Historama, September 5

A tsarist tax on beards, the beginning of the Soviet “Red Terror” and heroic swimming by a Red Army commander highlight today’s Historama.

­Tax imposed on beards

On this day in 1698, Tsar Peter the Great imposed a tax on wearing beards. It came after his trip to Europe, which inspired him to transform Russia into a European empire… starting with fashion! On several occasions he cut off the beards of noblemen himself. Those who didn’t want to shave had to pay quite a large sum of money. As proof of payment they were given special metal coins. Meanwhile, beards were still allowed for clergy, monks and peasants.

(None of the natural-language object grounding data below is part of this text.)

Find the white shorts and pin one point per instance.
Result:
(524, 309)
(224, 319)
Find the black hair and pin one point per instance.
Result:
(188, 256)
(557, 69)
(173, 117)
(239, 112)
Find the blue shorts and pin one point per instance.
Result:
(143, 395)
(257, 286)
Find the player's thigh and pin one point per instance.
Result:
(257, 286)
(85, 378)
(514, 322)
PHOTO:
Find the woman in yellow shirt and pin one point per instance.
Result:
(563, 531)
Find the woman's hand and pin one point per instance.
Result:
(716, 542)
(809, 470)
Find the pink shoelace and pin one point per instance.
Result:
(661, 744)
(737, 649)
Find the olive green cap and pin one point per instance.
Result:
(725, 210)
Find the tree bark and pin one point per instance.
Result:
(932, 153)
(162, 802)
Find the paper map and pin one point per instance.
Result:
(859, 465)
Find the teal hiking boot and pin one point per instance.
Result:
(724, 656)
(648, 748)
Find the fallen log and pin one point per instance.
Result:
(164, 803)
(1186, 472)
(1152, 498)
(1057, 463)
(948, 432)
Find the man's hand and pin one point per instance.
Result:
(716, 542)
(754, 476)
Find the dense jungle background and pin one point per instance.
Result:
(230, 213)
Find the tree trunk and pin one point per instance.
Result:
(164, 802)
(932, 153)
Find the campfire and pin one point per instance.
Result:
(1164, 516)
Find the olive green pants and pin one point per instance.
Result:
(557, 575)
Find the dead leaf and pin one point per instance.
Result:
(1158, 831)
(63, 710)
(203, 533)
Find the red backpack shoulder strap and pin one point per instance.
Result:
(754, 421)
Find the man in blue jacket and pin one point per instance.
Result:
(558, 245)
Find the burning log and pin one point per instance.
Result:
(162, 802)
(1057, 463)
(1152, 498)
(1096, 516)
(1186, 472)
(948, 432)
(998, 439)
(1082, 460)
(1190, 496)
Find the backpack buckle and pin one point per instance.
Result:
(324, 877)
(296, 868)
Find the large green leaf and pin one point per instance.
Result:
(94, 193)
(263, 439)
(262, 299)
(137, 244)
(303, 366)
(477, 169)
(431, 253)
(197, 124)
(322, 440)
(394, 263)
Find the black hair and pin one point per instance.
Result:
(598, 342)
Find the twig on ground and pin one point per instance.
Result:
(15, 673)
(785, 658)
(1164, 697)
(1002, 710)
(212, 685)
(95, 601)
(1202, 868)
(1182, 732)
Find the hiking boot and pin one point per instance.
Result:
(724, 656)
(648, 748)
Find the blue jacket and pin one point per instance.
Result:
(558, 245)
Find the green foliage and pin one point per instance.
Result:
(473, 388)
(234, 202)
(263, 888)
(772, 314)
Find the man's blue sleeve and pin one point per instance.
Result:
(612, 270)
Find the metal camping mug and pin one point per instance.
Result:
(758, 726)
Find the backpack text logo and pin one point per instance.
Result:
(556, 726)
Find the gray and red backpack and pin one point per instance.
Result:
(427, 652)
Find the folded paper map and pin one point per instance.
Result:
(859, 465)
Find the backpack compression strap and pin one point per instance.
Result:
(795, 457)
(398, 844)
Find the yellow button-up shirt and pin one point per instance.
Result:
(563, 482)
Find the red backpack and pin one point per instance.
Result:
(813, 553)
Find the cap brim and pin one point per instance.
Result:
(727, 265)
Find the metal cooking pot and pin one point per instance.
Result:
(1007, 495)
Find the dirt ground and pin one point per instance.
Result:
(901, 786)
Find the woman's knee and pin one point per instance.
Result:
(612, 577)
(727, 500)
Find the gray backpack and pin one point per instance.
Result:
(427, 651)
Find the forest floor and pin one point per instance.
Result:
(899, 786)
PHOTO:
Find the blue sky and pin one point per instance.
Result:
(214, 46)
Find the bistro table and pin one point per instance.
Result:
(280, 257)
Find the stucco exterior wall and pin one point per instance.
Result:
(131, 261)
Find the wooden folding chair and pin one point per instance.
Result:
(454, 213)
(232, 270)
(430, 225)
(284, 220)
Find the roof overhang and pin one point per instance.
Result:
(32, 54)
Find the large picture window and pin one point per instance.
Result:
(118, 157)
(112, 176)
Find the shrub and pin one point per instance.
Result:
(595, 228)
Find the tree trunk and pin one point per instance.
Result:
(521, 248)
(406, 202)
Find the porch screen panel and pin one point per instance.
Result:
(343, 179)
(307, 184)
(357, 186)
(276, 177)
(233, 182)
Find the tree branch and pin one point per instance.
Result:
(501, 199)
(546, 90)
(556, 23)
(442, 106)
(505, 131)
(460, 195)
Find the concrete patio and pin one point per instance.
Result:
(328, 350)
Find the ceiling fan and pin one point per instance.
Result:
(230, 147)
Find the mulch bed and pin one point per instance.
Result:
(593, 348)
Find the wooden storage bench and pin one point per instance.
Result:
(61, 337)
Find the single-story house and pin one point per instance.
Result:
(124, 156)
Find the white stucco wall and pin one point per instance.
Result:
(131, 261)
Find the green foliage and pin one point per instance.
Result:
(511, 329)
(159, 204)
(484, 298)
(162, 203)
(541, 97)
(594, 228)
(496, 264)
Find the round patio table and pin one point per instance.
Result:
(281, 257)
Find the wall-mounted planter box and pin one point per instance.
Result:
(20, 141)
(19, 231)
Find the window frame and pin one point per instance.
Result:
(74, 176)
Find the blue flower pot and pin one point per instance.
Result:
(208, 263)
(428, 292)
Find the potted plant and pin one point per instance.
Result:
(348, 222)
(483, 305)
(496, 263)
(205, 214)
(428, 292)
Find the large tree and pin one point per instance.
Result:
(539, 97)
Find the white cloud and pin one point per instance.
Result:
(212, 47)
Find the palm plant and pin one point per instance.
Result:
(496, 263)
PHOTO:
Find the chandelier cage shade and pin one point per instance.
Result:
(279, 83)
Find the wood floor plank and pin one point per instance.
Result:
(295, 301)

­Bolsheviks launch Red Terror

And on this day in 1918, Soviet authorities launched the so-called “Red Terror.” The decree permitted the arrest of anyone who wasn’t a Communist. It was initiated by Vladimir Lenin, who a few days earlier had nearly been assassinated by socialist-revolutionary terrorist Fanny Kaplan. The tough law was portrayed as the only adequate response to the “White Terror” of the counter-revolutionaries.

­Chapaev sinks in Ural River

And today in 1919, the famous Red Army commander Vasily Chapayev died trying to escape from White Army soldiers by swimming across the Ural River. Following his death, he became one of the most celebrated heroes of the Bolshevik Revolution… and was immortalized in books and a movie called “Chapayev.”  Later he and his fellow soldier Pyetka became the subjects of numerous Russian jokes.